Con ese grito, su alma viviente abandonó su cuerpo. El vínculo que la había retenido allí, en la agonía de la espera, se había roto.
Algunos, al oír las palabras Eloi, Eloi, creyeron que llamaba a Elías. Un hombre corrió a buscar una esponja empapada en vinagre y la extendió sobre un palo ante los labios de Jesús. Era demasiado tarde. Se oyó otro grito fuerte, pero sin palabras. Era el grito de la muerte misma.

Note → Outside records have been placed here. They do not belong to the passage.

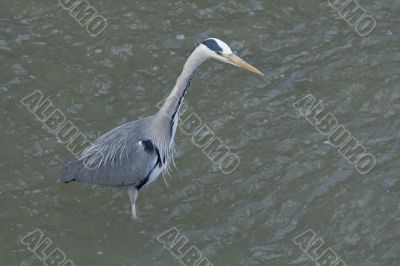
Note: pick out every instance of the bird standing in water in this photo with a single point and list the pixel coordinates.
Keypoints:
(134, 154)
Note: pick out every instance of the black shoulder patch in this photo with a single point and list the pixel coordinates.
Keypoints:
(213, 45)
(149, 147)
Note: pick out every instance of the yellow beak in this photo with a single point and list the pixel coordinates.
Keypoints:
(237, 61)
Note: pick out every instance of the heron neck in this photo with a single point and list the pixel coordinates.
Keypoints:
(172, 104)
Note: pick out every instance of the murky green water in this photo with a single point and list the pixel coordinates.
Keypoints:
(290, 179)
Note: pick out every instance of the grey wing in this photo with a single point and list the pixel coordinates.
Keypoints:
(122, 156)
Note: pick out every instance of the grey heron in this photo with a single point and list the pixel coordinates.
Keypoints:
(134, 154)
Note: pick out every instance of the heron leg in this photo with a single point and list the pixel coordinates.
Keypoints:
(133, 192)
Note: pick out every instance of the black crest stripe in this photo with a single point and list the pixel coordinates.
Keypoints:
(213, 45)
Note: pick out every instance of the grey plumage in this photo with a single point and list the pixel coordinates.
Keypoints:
(135, 153)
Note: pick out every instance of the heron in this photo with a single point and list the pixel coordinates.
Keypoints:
(134, 154)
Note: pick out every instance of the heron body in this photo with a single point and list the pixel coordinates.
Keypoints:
(134, 154)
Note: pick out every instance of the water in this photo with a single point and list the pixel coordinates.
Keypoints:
(290, 179)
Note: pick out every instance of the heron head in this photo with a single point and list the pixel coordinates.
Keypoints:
(220, 51)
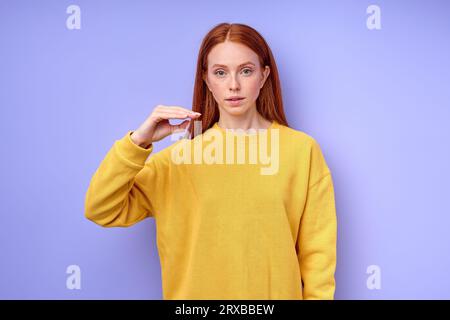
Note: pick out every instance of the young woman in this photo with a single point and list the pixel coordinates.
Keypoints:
(261, 229)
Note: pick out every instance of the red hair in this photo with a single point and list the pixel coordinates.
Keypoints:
(269, 102)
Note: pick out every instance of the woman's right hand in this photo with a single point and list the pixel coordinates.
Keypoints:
(157, 126)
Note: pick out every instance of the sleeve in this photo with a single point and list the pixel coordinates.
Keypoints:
(316, 243)
(125, 188)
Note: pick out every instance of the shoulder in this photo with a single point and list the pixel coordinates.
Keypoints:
(298, 138)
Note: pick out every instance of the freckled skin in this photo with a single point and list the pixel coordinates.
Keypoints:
(234, 80)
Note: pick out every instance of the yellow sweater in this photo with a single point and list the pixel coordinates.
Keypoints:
(227, 230)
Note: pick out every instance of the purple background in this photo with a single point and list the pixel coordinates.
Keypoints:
(377, 101)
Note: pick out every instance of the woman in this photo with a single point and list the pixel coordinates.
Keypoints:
(227, 230)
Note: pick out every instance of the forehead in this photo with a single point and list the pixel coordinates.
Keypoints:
(231, 54)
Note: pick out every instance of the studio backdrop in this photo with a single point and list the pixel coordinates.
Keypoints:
(369, 80)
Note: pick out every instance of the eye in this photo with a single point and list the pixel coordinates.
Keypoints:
(217, 71)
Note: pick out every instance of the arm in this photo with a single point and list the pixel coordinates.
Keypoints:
(316, 245)
(122, 191)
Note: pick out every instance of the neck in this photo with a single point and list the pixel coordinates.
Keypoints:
(255, 121)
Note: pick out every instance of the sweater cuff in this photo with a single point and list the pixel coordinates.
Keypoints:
(131, 153)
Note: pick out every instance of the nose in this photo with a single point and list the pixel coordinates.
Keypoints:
(234, 85)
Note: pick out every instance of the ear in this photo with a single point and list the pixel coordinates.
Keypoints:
(266, 73)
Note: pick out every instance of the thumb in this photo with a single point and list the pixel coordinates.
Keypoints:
(181, 127)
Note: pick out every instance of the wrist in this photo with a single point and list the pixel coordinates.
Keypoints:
(140, 141)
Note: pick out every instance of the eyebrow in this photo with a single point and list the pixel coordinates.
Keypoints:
(243, 64)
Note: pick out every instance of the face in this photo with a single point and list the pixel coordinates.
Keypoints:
(234, 70)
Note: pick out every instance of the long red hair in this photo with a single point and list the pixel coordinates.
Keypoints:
(269, 102)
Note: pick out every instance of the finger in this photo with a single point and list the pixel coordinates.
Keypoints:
(180, 127)
(178, 114)
(181, 109)
(169, 115)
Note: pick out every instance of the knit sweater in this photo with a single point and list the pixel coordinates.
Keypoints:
(261, 228)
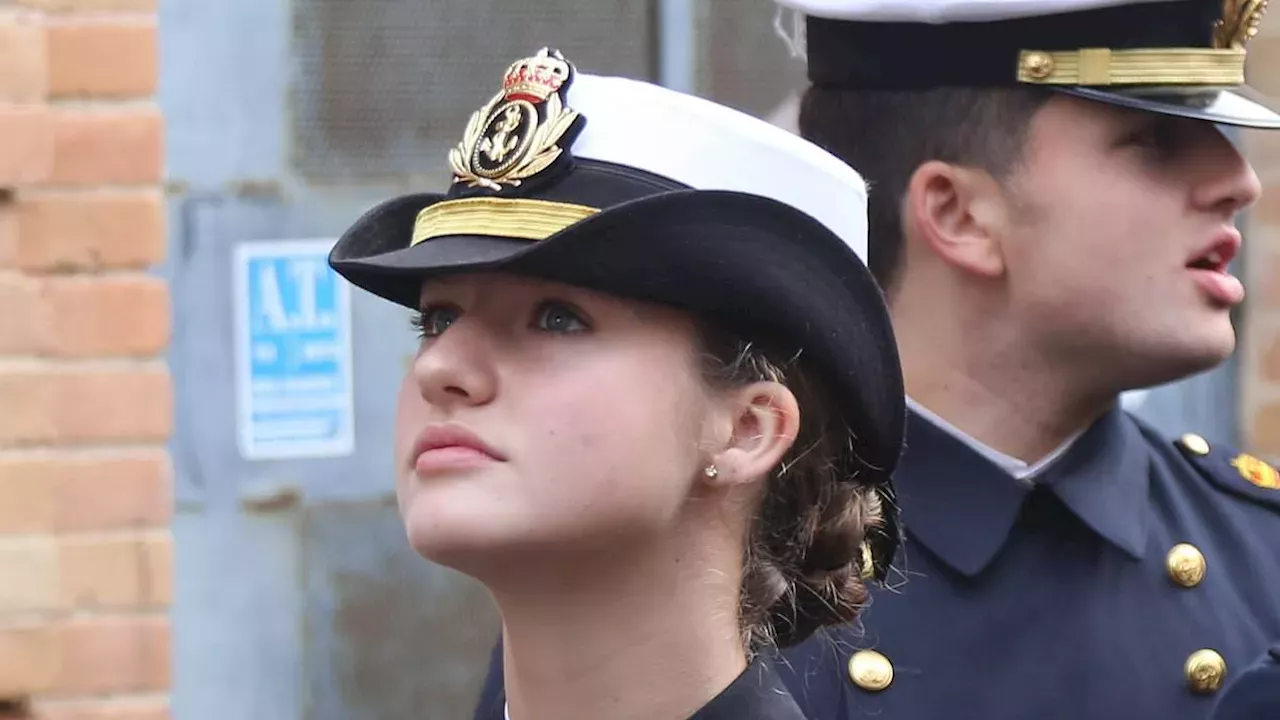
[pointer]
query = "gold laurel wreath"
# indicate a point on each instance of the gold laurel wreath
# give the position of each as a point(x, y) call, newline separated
point(1239, 23)
point(543, 149)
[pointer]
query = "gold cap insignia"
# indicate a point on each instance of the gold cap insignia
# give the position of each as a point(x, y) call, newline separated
point(522, 130)
point(1239, 23)
point(1257, 472)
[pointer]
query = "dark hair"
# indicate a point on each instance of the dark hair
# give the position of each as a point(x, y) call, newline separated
point(887, 135)
point(804, 561)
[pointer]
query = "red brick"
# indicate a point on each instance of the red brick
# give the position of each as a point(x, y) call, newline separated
point(114, 572)
point(23, 71)
point(128, 709)
point(108, 146)
point(26, 145)
point(103, 58)
point(87, 231)
point(24, 322)
point(108, 315)
point(71, 406)
point(91, 5)
point(27, 500)
point(85, 492)
point(8, 232)
point(28, 574)
point(113, 655)
point(30, 660)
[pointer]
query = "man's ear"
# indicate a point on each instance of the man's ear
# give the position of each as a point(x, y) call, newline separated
point(960, 214)
point(764, 420)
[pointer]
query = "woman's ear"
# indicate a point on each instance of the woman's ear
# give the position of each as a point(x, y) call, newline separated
point(764, 422)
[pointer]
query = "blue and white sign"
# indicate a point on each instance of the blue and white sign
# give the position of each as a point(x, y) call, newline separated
point(293, 374)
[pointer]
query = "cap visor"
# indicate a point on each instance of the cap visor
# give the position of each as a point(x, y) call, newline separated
point(726, 256)
point(1240, 106)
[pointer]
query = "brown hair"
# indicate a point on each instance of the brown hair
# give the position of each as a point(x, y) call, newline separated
point(803, 566)
point(887, 135)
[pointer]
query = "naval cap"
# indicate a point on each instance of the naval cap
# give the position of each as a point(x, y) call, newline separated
point(1175, 57)
point(644, 192)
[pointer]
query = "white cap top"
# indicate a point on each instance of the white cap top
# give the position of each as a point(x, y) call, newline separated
point(709, 146)
point(944, 10)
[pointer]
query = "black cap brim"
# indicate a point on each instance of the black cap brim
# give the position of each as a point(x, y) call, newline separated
point(1239, 106)
point(730, 258)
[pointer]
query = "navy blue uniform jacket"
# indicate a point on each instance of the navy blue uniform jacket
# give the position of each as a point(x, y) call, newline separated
point(1256, 695)
point(1056, 601)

La muerte de Jesús fue extraña. Fue rápida: seis horas era poco tiempo para que un hombre permaneciera vivo en la cruz. Se había debilitado en la tensión de sus últimos días: no podía cargar su cruz. Pero el fin llegó con una extraña rapidez. Porque el alma de Jesús [ p. 364 ] había mantenido vivo su cuerpo. Cuando la desesperación se apoderó de su alma, la muerte, en ese mismo instante, se apoderó de su cuerpo.
En un momento la cima misma de la conciencia: al siguiente, oscuridad y muerte.
El capitán de la guardia quedó conmovido por los extraños sucesos y dijo: «¡Verdaderamente este hombre era hijo de Dios!»